4 comments on “(Center Aisle) Speakers Divided on Anglican Covenant

  1. William Witt says:

    [blockquote]preserve a mythical ‘biblical Anglicanism’ that never was.”[/blockquote]
    That whirring sound you’re hearing is coming from Anglican Divines from Thomas Cranmer, John Jewel, Richard Hooker, and countless others, right up through Archbishops William Temple and Michael Ramsey, spinning so rapidly in their graves that significant Richter scale readings are being noted throughout England.

  2. William Witt says:

    BTW, there is a direct correlation between Diemlel’s implicit ecclesiology and the charges being brought against the nine bishops. When the church no longer answers to biblical authority, and the convictions of fellow Christians throughout the world and the historical interpretations of canon law don’t mean anything either, then sheer power and intimidation is all that’s left.

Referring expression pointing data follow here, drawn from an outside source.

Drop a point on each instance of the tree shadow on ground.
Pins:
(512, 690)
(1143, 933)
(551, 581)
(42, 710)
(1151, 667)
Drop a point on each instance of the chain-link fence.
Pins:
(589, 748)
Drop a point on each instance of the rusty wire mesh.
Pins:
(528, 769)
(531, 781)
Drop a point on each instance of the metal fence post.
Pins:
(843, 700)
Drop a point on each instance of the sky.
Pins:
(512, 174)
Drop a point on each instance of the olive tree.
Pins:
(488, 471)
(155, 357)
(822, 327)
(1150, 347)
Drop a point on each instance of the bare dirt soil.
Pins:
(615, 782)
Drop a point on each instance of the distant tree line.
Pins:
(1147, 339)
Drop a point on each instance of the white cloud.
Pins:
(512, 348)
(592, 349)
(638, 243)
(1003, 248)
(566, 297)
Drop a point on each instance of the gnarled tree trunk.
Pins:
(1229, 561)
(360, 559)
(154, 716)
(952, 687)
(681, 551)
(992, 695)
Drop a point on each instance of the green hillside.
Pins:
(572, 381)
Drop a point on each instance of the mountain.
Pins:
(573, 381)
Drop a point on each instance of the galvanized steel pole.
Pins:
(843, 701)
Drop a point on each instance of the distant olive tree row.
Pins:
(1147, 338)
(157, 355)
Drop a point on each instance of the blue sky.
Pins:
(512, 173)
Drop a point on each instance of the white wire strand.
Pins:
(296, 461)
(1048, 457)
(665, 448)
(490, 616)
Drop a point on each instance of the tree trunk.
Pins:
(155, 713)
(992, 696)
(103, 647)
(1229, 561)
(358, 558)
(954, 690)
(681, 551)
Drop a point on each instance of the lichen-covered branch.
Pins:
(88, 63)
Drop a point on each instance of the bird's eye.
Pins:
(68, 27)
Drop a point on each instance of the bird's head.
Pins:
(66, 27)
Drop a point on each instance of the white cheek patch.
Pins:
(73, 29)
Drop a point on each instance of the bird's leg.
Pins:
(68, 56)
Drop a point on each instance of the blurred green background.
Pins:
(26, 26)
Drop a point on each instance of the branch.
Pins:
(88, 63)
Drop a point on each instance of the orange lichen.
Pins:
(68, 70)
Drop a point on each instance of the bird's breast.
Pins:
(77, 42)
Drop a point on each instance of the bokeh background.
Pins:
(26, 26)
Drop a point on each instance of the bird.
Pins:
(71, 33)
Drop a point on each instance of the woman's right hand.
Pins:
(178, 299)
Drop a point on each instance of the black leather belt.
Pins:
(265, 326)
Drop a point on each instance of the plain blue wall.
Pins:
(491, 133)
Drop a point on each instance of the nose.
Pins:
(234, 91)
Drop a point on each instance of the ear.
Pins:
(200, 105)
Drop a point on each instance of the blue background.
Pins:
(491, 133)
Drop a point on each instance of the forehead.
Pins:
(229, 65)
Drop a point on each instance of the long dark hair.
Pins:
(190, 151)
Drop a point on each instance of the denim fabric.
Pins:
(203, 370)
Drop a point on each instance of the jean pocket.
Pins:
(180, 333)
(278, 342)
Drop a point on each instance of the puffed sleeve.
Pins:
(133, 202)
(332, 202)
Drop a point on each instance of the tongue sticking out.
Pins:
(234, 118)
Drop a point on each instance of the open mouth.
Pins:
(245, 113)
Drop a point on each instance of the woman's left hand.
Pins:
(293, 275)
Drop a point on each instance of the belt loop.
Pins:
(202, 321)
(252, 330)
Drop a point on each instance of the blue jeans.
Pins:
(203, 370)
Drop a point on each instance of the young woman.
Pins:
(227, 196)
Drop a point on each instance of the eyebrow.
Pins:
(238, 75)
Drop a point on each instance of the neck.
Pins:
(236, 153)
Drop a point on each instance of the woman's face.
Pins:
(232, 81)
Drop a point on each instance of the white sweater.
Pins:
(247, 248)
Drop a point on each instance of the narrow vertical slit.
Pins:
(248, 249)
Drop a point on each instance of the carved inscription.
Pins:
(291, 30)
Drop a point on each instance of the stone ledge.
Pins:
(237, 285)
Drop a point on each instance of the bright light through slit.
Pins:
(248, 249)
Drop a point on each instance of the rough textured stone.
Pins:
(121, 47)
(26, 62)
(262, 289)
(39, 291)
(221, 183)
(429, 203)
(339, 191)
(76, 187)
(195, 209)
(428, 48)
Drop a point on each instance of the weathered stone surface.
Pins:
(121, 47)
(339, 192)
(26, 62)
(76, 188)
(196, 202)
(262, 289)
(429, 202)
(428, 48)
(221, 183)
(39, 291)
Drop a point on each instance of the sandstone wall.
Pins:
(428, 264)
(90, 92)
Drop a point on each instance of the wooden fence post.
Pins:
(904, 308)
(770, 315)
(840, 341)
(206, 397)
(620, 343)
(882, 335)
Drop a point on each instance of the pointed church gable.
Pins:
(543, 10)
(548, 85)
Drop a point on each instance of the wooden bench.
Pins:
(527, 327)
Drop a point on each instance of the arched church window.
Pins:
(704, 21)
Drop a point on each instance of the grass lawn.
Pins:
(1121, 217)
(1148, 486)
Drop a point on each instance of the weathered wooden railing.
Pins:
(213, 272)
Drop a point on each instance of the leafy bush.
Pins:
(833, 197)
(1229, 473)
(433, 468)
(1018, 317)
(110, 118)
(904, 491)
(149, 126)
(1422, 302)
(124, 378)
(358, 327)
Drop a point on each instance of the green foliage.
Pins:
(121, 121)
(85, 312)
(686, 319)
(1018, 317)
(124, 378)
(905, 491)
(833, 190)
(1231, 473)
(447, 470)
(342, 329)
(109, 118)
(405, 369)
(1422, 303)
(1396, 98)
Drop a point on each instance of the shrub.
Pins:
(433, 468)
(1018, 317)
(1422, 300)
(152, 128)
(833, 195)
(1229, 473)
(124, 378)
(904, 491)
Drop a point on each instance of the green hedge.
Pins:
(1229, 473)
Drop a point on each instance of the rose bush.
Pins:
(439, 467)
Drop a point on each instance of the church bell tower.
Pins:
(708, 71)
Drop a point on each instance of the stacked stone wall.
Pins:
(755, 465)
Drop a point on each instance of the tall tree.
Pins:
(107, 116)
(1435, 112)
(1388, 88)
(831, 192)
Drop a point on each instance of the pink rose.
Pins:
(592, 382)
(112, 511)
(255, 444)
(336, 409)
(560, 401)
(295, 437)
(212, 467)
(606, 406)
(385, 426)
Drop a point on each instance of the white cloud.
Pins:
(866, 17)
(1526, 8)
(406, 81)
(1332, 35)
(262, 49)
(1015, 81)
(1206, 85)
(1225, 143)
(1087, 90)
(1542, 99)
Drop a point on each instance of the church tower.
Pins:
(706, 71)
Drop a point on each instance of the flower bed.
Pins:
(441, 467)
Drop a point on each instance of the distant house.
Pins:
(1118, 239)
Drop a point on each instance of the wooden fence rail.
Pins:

And the desire to exercise it becomes more and more tempting as every disagreement has no other means of settlement, and there is no way of distinguishing between primary and secondary disagreements. Every difference becomes a political struggle with winner takes all, and no one else left standing.

  3. c.r.seitz says:

    I like the way Diemel so carefully deals in facts.

  4. MichaelA says:

    This is short-sighted of the liberals. The covenant was as much a means of protecting them as of disciplining them.

    Without the covenant, orthodox provinces are free to combine and take action as they see fit. In particular, they can give endorsements and alternative oversight ti dissident elements across provincial boundaries.